My question surprised her into a small smile. ‘I suppose I might have done, since no other method works.’ The smile faded. ‘You know she’s going to make me marry Gracchus after all? I wish I’d taken poison like. .’ she tailed off, confused.

‘Like your father?’ I was momentarily startled by the thought, but her bitter laugh convinced me that my guess was wrong. Suddenly I remembered what Maesta had confessed. ‘Or like the convicted criminals that avoided worse, by drinking hemlock of their own accord?’

‘Ah! The convicted criminals. . of course. That is what I meant.’

But it wasn’t. I could read it in her face. I searched my mind, and suddenly things settled into place — like pieces of mosaic that make a pattern suddenly. ‘It was your mother, wasn’t it? She was so unhappy she committed suicide. How did she manage it?’ But even as I asked, I knew what it must be. ‘She took some of the poison that your father had — for those convicted criminals — and swallowed it herself?’

She didn’t answer but she scarcely needed to. It was clear from the expression on her face that I was right.

‘I should have realized that it was something of the kind. Maesta said that one of the victims hadn’t died at once, but that the dose should have been strong enough to kill an ox. She had an explanation which I doubted at the time. But of course, the poor wretch didn’t get the full amount. Your mother had abstracted some of it. Maesta actually told me that she’d died soon afterwards.’

‘She did not mean to make him suffer,’ Pompeia said. She had screwed her two hands tightly into fists and was staring down at them, as though she was physically holding on to her self-control. ‘My mother never intended to be cruel.’

‘Then tell me. Make me understand.’ I sat down, without permission, on the stool that Maesta had used.

‘I suppose I might as well, since you know anyway. .’ She let her hands relax and moved her gaze to me. ‘It was clear that the doses were very strong indeed — because too little hemlock may not kill at once. They were to be distributed on successive days. My father came back and told us how the first two men had died, and how they had not even finished what had been poured for them. When my mother learned that, it gave her a way out. She had these phials of so-called love potions — she emptied one of them, and put the poison in, and topped the criminal’s container up again — probably with the other philtre she had saved.
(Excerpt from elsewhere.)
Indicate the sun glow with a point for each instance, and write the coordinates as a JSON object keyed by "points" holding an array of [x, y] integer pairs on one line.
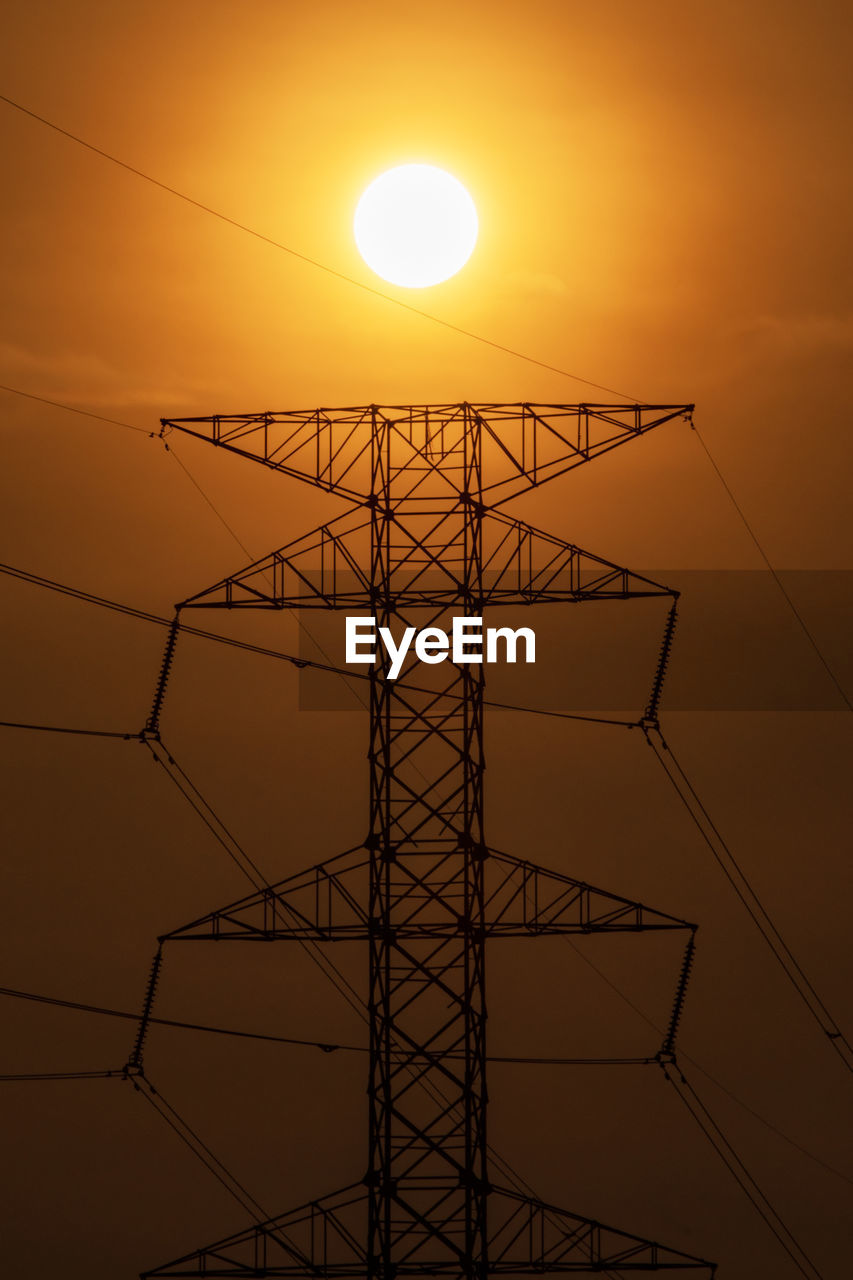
{"points": [[415, 225]]}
It should have been enough to kill him anyway. She only drank a mouthful and she died within the hour. It was just that the last criminal must have been a giant.’
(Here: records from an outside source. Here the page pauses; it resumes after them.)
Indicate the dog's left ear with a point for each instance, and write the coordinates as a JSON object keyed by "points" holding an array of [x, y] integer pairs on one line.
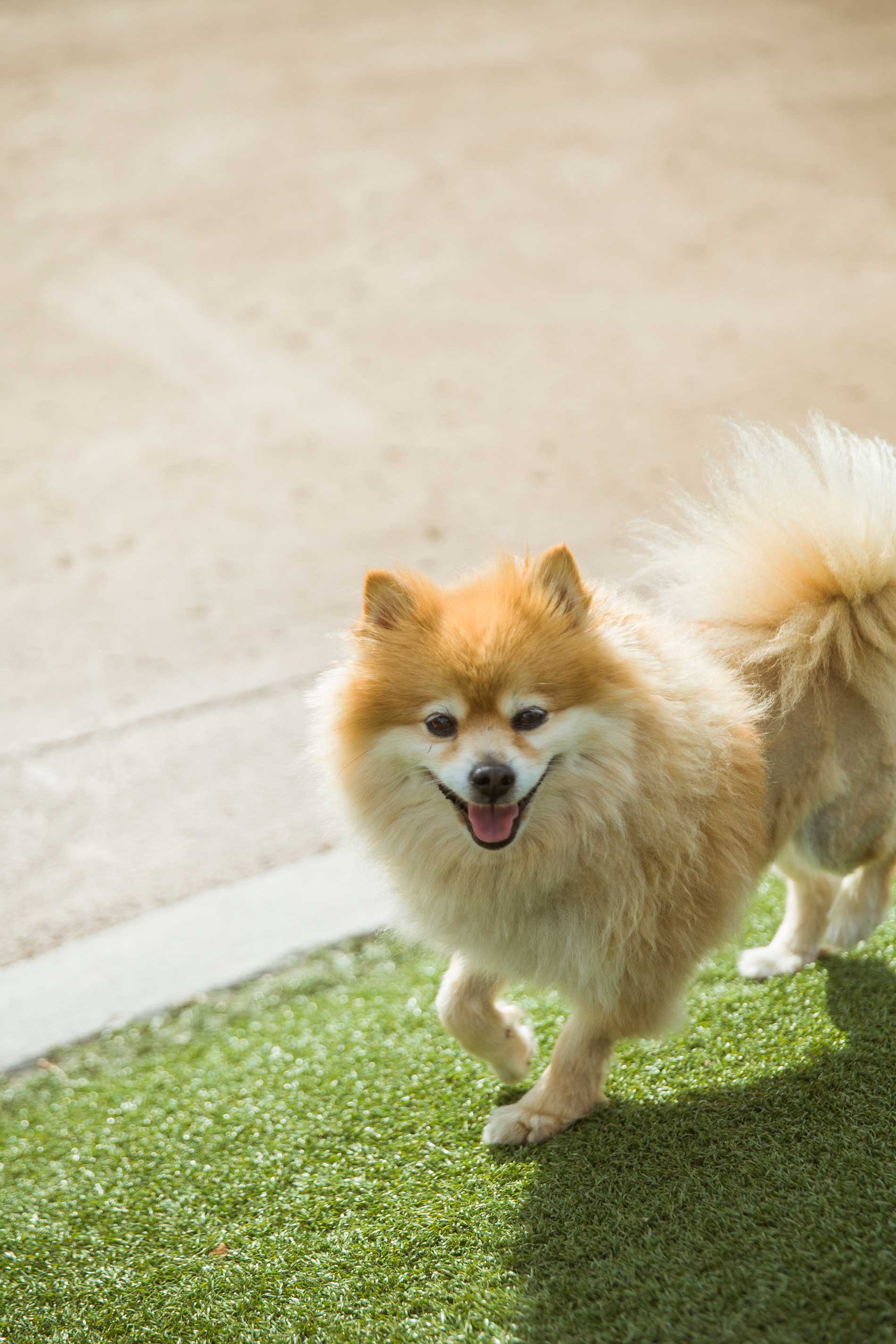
{"points": [[556, 572]]}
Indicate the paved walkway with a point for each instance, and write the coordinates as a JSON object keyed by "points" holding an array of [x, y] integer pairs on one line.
{"points": [[289, 290]]}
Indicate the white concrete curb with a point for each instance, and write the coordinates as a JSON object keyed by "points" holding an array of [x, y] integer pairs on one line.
{"points": [[162, 959]]}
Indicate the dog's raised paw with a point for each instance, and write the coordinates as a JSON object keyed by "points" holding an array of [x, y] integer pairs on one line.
{"points": [[518, 1125], [762, 963]]}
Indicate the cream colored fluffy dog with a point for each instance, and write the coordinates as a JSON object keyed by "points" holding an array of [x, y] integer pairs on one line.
{"points": [[578, 791]]}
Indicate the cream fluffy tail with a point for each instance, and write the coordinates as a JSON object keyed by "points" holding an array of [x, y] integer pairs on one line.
{"points": [[793, 560]]}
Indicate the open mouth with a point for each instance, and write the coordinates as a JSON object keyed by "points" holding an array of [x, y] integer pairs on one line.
{"points": [[493, 827]]}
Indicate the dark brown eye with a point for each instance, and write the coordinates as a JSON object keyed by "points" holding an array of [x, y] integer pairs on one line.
{"points": [[441, 725], [530, 718]]}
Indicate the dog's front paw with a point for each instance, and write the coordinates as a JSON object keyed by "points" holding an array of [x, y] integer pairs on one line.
{"points": [[520, 1124], [762, 963], [518, 1049]]}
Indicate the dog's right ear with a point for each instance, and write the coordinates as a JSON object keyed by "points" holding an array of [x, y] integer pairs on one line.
{"points": [[387, 600]]}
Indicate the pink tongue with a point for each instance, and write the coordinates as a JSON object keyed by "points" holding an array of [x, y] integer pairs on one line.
{"points": [[492, 824]]}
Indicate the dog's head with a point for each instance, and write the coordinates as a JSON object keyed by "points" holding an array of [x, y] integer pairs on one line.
{"points": [[472, 718]]}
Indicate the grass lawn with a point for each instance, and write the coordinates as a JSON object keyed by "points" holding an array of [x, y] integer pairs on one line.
{"points": [[299, 1160]]}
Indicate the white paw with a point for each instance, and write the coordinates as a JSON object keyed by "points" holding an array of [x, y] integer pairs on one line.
{"points": [[518, 1047], [520, 1124], [762, 963]]}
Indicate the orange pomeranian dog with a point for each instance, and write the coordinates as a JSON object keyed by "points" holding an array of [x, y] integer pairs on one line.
{"points": [[580, 791]]}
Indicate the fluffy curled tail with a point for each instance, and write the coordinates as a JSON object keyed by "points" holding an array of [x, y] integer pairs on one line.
{"points": [[793, 558]]}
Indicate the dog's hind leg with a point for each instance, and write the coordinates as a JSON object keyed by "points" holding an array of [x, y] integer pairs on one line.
{"points": [[860, 905], [492, 1030], [811, 896]]}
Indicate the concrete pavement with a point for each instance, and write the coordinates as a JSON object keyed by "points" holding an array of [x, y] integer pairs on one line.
{"points": [[293, 290]]}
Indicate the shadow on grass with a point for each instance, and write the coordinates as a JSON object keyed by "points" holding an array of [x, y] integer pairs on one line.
{"points": [[758, 1213]]}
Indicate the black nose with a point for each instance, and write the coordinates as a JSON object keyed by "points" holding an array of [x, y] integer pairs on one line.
{"points": [[492, 780]]}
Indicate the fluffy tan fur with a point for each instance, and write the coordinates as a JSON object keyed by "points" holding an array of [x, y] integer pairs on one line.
{"points": [[749, 713]]}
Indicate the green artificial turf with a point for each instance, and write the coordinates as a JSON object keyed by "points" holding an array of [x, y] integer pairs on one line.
{"points": [[322, 1127]]}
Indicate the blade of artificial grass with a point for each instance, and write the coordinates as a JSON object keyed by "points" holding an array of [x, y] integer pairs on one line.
{"points": [[299, 1160]]}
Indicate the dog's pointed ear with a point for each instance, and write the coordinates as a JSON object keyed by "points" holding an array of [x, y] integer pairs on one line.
{"points": [[387, 600], [558, 573]]}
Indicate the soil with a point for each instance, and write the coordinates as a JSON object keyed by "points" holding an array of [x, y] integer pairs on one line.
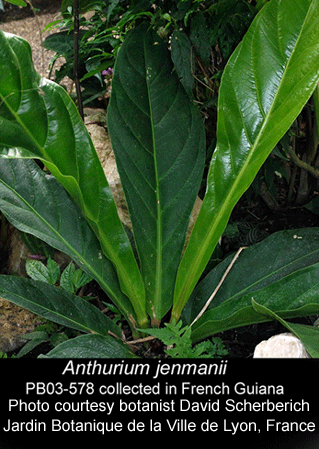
{"points": [[240, 342], [29, 25]]}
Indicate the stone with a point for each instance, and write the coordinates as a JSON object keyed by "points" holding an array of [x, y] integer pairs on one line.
{"points": [[282, 346]]}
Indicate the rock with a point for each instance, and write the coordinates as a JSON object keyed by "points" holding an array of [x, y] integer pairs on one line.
{"points": [[95, 119], [14, 322], [282, 346]]}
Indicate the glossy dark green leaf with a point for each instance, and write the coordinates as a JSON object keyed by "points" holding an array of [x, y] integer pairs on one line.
{"points": [[293, 296], [270, 270], [39, 120], [265, 84], [56, 305], [158, 139], [36, 203], [91, 347]]}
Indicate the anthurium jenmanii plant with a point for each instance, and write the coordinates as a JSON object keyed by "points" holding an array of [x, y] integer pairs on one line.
{"points": [[158, 138]]}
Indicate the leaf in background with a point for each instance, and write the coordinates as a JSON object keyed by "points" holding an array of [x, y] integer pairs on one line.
{"points": [[38, 271], [265, 84], [39, 120], [66, 281], [292, 296], [91, 347], [24, 193], [55, 304], [277, 256], [158, 139], [309, 335]]}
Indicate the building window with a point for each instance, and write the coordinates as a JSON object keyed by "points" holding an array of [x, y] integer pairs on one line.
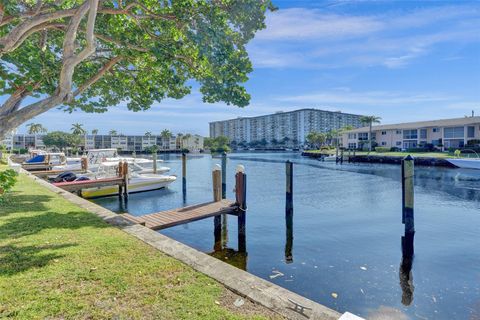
{"points": [[363, 136], [423, 133], [410, 134], [470, 132], [453, 133]]}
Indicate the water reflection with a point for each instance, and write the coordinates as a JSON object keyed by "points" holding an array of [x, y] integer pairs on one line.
{"points": [[405, 272], [289, 235], [236, 258]]}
I stared at her. ‘How do you know all this?’

‘She left a letter, for Honoria and I. We found it in our clothes chest after she had gone, with the remainder of the poison phial. In case we needed to escape ourselves, she said. Of course we didn’t realize how bad things had become. And naturally it was never mentioned at the funeral, or anywhere else as far as I’m aware — my father simply told us that she’d died.’
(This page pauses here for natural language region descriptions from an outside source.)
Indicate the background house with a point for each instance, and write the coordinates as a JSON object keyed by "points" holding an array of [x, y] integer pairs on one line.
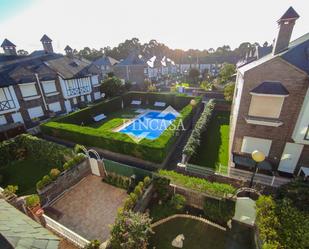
{"points": [[42, 84], [271, 104]]}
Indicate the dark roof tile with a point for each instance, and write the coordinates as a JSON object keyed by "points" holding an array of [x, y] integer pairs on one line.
{"points": [[271, 88]]}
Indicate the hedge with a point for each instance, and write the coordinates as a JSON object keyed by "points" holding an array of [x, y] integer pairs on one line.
{"points": [[201, 124], [33, 146], [210, 188], [150, 150]]}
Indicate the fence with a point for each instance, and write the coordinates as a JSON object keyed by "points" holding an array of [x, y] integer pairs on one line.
{"points": [[65, 232], [125, 170], [274, 181]]}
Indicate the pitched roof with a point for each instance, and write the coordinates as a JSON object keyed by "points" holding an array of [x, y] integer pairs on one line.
{"points": [[7, 43], [106, 61], [67, 48], [45, 38], [289, 14], [271, 88], [132, 59], [23, 232], [295, 54]]}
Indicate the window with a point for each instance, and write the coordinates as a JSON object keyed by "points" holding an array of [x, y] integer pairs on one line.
{"points": [[250, 144], [28, 90], [265, 106], [49, 86], [55, 107], [35, 112], [94, 80]]}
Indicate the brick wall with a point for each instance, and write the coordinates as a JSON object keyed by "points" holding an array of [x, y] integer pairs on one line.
{"points": [[296, 83]]}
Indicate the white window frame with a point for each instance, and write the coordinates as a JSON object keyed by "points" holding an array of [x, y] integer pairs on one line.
{"points": [[28, 96], [249, 144]]}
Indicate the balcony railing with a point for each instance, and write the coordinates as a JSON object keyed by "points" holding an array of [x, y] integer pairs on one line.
{"points": [[7, 105]]}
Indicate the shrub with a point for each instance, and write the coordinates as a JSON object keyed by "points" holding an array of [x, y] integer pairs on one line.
{"points": [[161, 185], [54, 173], [131, 231], [201, 124], [69, 128], [94, 244], [32, 201], [10, 190], [220, 211], [147, 181], [74, 161], [198, 184], [138, 191], [117, 180], [177, 202]]}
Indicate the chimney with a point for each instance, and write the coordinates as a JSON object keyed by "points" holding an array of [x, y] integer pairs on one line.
{"points": [[9, 48], [68, 51], [286, 25], [47, 44]]}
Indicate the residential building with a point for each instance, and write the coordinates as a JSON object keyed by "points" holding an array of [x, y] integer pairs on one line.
{"points": [[106, 64], [132, 69], [271, 105], [43, 84]]}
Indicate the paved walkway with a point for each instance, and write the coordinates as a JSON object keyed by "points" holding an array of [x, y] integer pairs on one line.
{"points": [[89, 207]]}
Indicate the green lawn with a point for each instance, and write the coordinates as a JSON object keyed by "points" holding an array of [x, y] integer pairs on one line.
{"points": [[25, 174], [213, 150]]}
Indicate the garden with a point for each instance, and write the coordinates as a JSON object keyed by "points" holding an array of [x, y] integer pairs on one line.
{"points": [[211, 144], [27, 159], [79, 127]]}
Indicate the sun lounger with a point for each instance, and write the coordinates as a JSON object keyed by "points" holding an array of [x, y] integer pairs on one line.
{"points": [[136, 102], [159, 104], [99, 117]]}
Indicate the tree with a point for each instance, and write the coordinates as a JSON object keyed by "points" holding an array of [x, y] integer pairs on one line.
{"points": [[112, 86], [229, 91], [130, 231], [226, 72], [194, 73]]}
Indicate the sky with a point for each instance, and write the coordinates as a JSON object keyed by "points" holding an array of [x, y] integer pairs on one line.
{"points": [[184, 24]]}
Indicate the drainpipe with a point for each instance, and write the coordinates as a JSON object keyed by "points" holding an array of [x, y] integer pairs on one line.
{"points": [[41, 91]]}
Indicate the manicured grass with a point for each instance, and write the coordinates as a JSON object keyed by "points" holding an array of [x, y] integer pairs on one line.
{"points": [[213, 150], [25, 174]]}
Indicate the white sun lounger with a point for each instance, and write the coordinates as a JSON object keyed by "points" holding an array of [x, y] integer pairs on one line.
{"points": [[136, 102], [160, 104], [99, 117]]}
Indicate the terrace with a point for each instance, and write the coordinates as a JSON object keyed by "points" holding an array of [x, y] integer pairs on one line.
{"points": [[88, 208]]}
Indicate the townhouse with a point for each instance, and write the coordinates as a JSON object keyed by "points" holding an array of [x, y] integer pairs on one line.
{"points": [[43, 84], [270, 111], [133, 69], [106, 64]]}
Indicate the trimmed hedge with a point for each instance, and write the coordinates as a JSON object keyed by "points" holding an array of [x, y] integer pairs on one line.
{"points": [[210, 188], [150, 150], [33, 146], [201, 124]]}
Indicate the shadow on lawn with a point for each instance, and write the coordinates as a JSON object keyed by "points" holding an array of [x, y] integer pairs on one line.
{"points": [[213, 149]]}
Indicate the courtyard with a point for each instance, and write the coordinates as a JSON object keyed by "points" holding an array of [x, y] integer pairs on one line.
{"points": [[88, 208]]}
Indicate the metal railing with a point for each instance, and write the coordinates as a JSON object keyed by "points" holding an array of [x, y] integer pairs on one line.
{"points": [[274, 181], [7, 105], [65, 232]]}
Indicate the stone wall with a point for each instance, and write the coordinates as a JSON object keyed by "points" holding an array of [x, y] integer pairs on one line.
{"points": [[66, 180]]}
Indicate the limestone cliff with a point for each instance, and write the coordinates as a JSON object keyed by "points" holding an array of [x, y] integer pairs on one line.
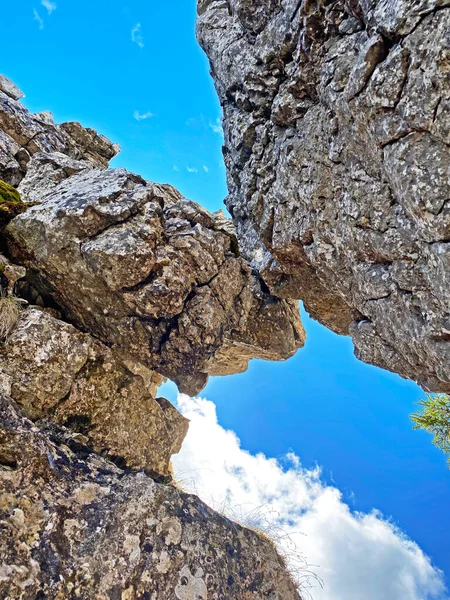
{"points": [[337, 121], [108, 284]]}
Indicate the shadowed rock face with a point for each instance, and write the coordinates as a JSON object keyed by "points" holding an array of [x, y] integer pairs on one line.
{"points": [[122, 282], [76, 526], [337, 120], [148, 271]]}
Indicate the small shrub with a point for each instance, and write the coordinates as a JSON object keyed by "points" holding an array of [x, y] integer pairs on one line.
{"points": [[434, 417], [8, 194], [9, 315]]}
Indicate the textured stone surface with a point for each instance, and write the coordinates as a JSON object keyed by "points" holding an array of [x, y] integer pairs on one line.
{"points": [[9, 88], [58, 374], [122, 282], [73, 525], [149, 272], [22, 134], [337, 120]]}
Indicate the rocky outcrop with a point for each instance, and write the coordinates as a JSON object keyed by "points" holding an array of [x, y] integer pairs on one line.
{"points": [[74, 525], [108, 284], [22, 134], [148, 271], [58, 374], [336, 119]]}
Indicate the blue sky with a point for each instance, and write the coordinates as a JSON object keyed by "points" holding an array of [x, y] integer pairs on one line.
{"points": [[79, 60]]}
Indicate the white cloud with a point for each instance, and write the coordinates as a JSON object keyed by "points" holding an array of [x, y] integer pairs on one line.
{"points": [[142, 116], [136, 35], [50, 6], [358, 555], [38, 18]]}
‘But you think he knew that she had killed herself?’

‘I’m not sure that he did. Certainly he never admitted it to us, and of course, he never found the phial. Died of a broken heart, the servants said. Only the steward knew the truth, and he could hardly tell, since he was the person who had let her out.’

‘She must have been desperate.’

‘I believe she was. It was the love potions that caused it — according to her note. She tried to put them in my father’s food, and he accused her of attempted poisoning and trying to affect his mind with sorcery. She was not allowed to speak to us: he told us she was ill. He locked her in her room — this one, hence the bar across the door — had her beaten, and threatened to exile her for life. He was about to bring a case to court — and his word would always have carried against hers. But she bribed the steward and he let her out, one evening when the rest of us were busy with a feast. And then she found the poison — and you know the rest. Of course, she must have been unhappy for a long time earlier, or she would not have needed the love potions at all.’ She looked at me at last. ‘Can you see why I’m determined not to marry Gracchus, now?’